1

Assume I have a string,

"I want that one, it is great."

I want to split up this string to be

["I", "want", "that", "one", ",", "it", "is", "great", "."]

Keeping special characters such as ",.:;" and possibly other ones to be treated as a separate word.

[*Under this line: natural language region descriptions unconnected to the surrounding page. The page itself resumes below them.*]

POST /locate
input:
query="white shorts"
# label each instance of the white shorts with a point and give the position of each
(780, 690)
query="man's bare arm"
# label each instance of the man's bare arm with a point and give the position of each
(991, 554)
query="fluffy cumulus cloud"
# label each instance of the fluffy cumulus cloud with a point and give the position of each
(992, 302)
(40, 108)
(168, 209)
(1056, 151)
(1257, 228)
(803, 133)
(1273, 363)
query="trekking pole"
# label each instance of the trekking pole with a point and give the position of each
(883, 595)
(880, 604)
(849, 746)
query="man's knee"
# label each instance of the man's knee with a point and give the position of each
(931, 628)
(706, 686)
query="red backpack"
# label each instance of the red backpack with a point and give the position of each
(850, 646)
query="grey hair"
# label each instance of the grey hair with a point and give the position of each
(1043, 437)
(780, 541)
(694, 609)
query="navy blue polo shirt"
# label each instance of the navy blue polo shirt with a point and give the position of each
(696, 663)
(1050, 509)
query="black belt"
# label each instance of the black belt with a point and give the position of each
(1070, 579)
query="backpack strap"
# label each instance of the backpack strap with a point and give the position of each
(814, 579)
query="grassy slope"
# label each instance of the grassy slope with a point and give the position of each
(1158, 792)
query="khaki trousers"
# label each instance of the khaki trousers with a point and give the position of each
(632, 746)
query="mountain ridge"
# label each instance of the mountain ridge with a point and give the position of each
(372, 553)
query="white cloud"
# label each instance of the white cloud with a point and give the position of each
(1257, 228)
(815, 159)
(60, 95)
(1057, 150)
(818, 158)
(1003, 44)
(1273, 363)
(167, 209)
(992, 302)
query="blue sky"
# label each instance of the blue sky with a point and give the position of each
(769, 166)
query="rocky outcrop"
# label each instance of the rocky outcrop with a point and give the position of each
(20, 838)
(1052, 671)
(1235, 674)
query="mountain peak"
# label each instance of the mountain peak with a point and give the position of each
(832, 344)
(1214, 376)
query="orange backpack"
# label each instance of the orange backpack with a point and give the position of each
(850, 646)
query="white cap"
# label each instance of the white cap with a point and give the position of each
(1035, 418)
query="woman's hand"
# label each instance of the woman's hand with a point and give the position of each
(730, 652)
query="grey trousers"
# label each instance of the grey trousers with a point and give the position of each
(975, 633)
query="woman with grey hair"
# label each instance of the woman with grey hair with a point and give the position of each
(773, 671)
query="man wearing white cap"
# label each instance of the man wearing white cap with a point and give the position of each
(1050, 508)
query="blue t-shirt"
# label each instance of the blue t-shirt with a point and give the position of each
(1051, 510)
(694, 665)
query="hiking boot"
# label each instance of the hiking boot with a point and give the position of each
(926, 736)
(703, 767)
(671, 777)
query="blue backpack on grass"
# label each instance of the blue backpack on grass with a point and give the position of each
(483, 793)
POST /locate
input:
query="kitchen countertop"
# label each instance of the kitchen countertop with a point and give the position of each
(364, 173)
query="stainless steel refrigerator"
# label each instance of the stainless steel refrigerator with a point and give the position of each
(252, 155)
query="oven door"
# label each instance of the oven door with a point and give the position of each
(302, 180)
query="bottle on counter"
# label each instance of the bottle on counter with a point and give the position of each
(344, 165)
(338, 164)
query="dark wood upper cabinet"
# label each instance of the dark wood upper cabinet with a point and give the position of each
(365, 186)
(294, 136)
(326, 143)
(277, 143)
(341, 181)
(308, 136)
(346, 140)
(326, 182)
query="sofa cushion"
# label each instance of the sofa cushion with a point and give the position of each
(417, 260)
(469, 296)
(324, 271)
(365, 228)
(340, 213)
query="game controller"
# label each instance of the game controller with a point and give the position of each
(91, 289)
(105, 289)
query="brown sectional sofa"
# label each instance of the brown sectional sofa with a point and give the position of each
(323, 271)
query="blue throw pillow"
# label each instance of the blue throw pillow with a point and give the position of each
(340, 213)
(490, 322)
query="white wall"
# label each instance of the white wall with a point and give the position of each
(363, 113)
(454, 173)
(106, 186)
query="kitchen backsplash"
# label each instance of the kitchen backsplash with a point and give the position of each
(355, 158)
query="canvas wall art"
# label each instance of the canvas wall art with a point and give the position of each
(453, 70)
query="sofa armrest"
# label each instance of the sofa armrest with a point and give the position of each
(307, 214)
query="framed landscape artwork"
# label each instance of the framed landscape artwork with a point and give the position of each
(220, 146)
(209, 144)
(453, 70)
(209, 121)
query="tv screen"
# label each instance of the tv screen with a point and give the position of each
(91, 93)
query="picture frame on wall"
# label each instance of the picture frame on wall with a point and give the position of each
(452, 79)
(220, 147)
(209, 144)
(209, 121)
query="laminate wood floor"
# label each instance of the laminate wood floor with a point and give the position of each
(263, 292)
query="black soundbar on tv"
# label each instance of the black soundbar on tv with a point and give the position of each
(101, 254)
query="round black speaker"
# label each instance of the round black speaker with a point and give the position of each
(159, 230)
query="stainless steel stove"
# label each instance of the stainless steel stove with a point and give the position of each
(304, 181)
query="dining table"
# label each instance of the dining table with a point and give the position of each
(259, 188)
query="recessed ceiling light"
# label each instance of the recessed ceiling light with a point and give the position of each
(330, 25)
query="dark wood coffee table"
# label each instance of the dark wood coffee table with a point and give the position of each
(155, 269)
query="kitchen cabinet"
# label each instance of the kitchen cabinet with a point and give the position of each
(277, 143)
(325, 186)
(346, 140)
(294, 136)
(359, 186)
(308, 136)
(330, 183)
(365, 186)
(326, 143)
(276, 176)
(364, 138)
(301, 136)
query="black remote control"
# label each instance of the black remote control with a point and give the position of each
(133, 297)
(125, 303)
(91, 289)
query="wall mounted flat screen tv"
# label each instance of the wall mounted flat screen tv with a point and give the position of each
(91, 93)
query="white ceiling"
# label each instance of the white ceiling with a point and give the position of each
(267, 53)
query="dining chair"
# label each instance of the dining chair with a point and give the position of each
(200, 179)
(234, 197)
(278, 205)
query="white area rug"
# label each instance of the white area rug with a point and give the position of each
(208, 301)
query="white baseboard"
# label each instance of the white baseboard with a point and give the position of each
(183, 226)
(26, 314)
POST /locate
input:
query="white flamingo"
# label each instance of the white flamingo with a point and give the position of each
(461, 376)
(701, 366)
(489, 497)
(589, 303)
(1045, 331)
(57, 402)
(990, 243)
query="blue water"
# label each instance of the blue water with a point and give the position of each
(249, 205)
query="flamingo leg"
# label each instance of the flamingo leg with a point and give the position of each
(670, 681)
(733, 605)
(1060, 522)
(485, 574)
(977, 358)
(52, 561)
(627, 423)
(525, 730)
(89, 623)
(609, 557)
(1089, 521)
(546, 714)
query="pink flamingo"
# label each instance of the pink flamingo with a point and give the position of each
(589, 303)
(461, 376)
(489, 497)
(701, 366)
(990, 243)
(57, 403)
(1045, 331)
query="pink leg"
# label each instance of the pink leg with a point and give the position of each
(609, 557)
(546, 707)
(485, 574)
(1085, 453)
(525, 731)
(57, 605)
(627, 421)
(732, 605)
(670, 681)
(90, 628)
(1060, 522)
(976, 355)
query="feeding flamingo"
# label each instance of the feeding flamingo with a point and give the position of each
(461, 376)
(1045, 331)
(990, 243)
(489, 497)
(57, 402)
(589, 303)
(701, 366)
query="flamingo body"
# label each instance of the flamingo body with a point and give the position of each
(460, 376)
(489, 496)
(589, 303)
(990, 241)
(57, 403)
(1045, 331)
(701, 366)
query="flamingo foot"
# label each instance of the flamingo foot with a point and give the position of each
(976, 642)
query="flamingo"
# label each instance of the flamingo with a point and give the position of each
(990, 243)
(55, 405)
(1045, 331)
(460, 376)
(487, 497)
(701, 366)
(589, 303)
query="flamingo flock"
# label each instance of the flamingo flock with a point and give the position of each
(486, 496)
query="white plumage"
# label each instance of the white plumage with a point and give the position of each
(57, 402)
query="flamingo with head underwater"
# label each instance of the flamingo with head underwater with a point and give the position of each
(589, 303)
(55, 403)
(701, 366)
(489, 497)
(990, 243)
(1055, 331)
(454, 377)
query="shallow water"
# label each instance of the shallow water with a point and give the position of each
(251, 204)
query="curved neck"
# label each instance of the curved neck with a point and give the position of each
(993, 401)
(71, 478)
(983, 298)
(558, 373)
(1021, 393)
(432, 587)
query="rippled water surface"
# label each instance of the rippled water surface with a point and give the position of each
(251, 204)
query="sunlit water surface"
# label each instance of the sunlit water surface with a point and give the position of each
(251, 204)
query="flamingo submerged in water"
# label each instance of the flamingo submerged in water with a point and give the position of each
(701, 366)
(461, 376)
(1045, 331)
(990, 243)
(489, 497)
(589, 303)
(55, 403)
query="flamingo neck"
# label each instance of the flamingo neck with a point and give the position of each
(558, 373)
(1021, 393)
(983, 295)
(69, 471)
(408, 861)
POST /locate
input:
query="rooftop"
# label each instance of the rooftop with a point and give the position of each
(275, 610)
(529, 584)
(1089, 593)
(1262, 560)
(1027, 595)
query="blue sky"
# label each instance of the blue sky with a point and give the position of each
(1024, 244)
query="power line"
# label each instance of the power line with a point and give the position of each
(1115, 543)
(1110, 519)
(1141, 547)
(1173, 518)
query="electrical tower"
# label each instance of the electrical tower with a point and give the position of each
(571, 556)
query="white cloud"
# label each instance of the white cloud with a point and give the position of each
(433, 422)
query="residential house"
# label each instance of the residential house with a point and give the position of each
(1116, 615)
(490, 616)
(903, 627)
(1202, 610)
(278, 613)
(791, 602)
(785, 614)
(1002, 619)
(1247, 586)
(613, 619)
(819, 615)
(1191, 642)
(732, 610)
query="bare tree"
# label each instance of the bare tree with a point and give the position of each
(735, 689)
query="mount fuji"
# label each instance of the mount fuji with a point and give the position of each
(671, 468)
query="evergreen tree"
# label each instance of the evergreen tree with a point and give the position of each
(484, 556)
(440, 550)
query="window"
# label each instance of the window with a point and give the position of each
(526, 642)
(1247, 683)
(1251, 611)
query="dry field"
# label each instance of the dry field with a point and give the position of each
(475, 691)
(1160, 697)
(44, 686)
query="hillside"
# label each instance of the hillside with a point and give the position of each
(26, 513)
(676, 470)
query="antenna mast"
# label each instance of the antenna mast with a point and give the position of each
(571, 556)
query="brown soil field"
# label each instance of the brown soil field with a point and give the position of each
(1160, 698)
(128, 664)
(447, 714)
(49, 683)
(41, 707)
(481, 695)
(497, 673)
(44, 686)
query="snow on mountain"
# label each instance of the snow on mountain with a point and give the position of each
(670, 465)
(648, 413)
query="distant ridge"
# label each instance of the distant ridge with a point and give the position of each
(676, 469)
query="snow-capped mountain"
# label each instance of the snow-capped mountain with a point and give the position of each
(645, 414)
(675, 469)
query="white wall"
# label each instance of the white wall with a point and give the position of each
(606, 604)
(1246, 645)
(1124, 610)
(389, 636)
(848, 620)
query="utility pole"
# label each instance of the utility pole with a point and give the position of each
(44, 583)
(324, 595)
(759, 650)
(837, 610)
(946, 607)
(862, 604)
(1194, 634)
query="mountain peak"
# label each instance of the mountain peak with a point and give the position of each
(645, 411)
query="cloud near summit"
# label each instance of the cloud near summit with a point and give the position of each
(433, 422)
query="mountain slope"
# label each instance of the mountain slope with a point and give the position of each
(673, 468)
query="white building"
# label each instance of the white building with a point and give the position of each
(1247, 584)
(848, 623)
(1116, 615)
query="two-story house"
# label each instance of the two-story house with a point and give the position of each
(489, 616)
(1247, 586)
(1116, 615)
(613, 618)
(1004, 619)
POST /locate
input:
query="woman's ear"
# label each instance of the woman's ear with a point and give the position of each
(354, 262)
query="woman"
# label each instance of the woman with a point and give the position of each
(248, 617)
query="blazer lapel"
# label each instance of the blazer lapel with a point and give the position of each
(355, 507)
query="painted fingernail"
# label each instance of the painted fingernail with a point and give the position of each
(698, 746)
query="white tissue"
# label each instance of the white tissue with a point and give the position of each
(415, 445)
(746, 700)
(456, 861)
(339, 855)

Is there any easy way to do this with Python 2.7?

Update

For an example such as "I don't.", it should be ["I", "don", "'", "t", "."]. It would ideally work with non-English punctuations such as ؛ and others.

Mohamed Taher Alrefaie
  • 15,698
  • 9
  • 48
  • 66

4 Answers4

1

See here for a similar question. The answer there applies to you as well:

import re
print re.split('(\W)', "I want that one, it is great.")
print re.split('(\W)', "I don't.")

You can remove the spaces and empty strings returned by re.split using a filter:

s = "I want that one, it is great."
print filter(lambda _: _ not in [' ', ''], re.split('(\W)', s))
Community
  • 1
  • 1
Greg Sadetsky
  • 4,863
  • 1
  • 38
  • 48
1

You can use Regex and a simple list comprehension to do this. The regex will pull out words and separate punctuation, and the list comprehension will remove the blank spaces.

import re
s = "I want that one, it is great. Don't do it."
new_s = [c.strip() for c in re.split('(\W+)', s) if c.strip() != '']
print new_s

The output of new_s will be:

['I', 'want', 'that', 'one', ',', 'it', 'is', 'great', '.', 'Don', "'", 't', 'do', 'it', '.']
Dan
  • 4,488
  • 5
  • 48
  • 75
1
In [70]: re.findall(r"[^,.:;' ]+|[,.:;']", "I want that one, it is great.")
Out[70]: ['I', 'want', 'that', 'one', ',', 'it', 'is', 'great', '.']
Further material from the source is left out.